È originato in Svizzera nel 1916 e ha avuto irraggiamenti a Parigi, in Germania, in Italia e persino in America. Gli influssi più importanti si sono avuti, però, nel dopoguerra, quando alle sue tematiche si sono ispirati movimenti e correnti in Europa e in America.

La data d'inizio del Dadaismo si considera il 5 febbraio, quando a Zurigo nacque Cabaret Voltaire. L'evento fu opera di un gruppo di intellettuali europei rifugiatisi in Svizzera per sfuggire alla guerra. Del nucleo originario facevano parte Hans Arp, Hugo Ball, Tristan Tzara, Marcel Janco, Richard Huelsenbeck e Hans Richter. La loro attività consisteva nelle cosiddette "serate".
Aspetti tipici delle serate del Cabaret Voltaire erano l'assenza di regole e limiti, il ricorso a provocazioni e dissacrazioni di ogni genere e la combinazione di linguaggi artistici diversi.

Il nome "Dadaismo" di per sé non significa assolutamente nulla. A idearlo fu Tristan Tzara, che si sarebbe ispirato ai primi versi dei neonati: "Dada".
Caratteristiche principali del Dadaismo erano:

  • La negazione dell'arte in quanto espressione dei valori e delle convenzioni borghesi, che frenano la libertà espressiva
  • L'atteggiamento irrazionale e dissacratorio, in quanto strumento adatto a perseguire il fine di distruggere l'arte
  • La poetica della casualità, il "caso" come migliore garanzia per produrre opere d'arte originali e vicine alla vita
  • La fusione tra le varie arti, con un riferimento particolare alla poesia, alla pittura e alla musica.

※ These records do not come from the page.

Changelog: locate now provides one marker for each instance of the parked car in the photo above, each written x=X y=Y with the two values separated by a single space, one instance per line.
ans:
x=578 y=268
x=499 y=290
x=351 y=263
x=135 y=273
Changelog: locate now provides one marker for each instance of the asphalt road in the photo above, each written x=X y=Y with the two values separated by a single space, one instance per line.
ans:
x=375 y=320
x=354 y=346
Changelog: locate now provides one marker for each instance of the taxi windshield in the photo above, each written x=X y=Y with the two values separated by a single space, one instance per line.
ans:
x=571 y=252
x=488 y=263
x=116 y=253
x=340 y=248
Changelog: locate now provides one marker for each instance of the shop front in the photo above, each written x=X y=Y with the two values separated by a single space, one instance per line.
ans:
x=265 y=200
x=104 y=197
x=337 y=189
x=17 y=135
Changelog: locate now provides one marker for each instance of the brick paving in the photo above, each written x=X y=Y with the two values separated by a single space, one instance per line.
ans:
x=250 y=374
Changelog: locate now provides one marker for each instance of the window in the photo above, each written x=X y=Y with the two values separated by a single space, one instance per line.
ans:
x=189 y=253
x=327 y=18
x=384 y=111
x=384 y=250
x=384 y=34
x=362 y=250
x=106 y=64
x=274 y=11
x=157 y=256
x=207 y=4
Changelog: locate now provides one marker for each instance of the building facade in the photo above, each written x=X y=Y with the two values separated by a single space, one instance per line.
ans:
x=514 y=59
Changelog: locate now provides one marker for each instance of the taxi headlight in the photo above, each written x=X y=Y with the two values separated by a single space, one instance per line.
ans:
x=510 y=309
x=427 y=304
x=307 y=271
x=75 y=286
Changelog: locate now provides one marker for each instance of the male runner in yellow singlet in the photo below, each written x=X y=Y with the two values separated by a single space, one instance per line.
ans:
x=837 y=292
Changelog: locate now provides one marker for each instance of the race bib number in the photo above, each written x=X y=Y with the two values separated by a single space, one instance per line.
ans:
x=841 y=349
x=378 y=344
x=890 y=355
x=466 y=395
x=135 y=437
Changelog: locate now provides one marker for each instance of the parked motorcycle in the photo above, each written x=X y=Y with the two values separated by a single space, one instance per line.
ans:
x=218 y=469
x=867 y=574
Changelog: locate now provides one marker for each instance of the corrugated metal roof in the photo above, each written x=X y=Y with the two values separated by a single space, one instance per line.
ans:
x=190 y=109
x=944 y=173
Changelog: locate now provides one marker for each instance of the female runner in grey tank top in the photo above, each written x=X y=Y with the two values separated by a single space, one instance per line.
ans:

Un precedente importante del Dadaismo è costituito dal Futurismo. Comune ai due movimenti era l'impostazione anti-artistica, l'atteggiamento ribelle e anarchico, la libertà di linguaggio (il metodo futurista delle "parole in libertà") e la fusione tra le varie arti. Diversi erano, invece, l'atteggiamento politico, la concezione stilistica e l'idea del "bello".
Marinetti e i futuristi inneggiavano a una "bellezza nuova", quella della velocità. I dadaisti, al contrario, non erano affatto interessati alla bellezza, in quanto non credevano nell'oggettività della bellezza.

Il Dadaismo si è diffuso in varie parti d'Europa, soprattutto a Parigi e in Germania.
La sua durata è, però, stata breve. Tra il 1922 e il 1924, esaurita la sua funzione di demolizione del modo convenzionale di fare arte, i suoi principali esponenti elaborarono nuove soluzioni artistiche. In Francia dal Dadaismo scaturì il Surrealismo. In Germania derivarono varie correnti della Nuova Oggettività.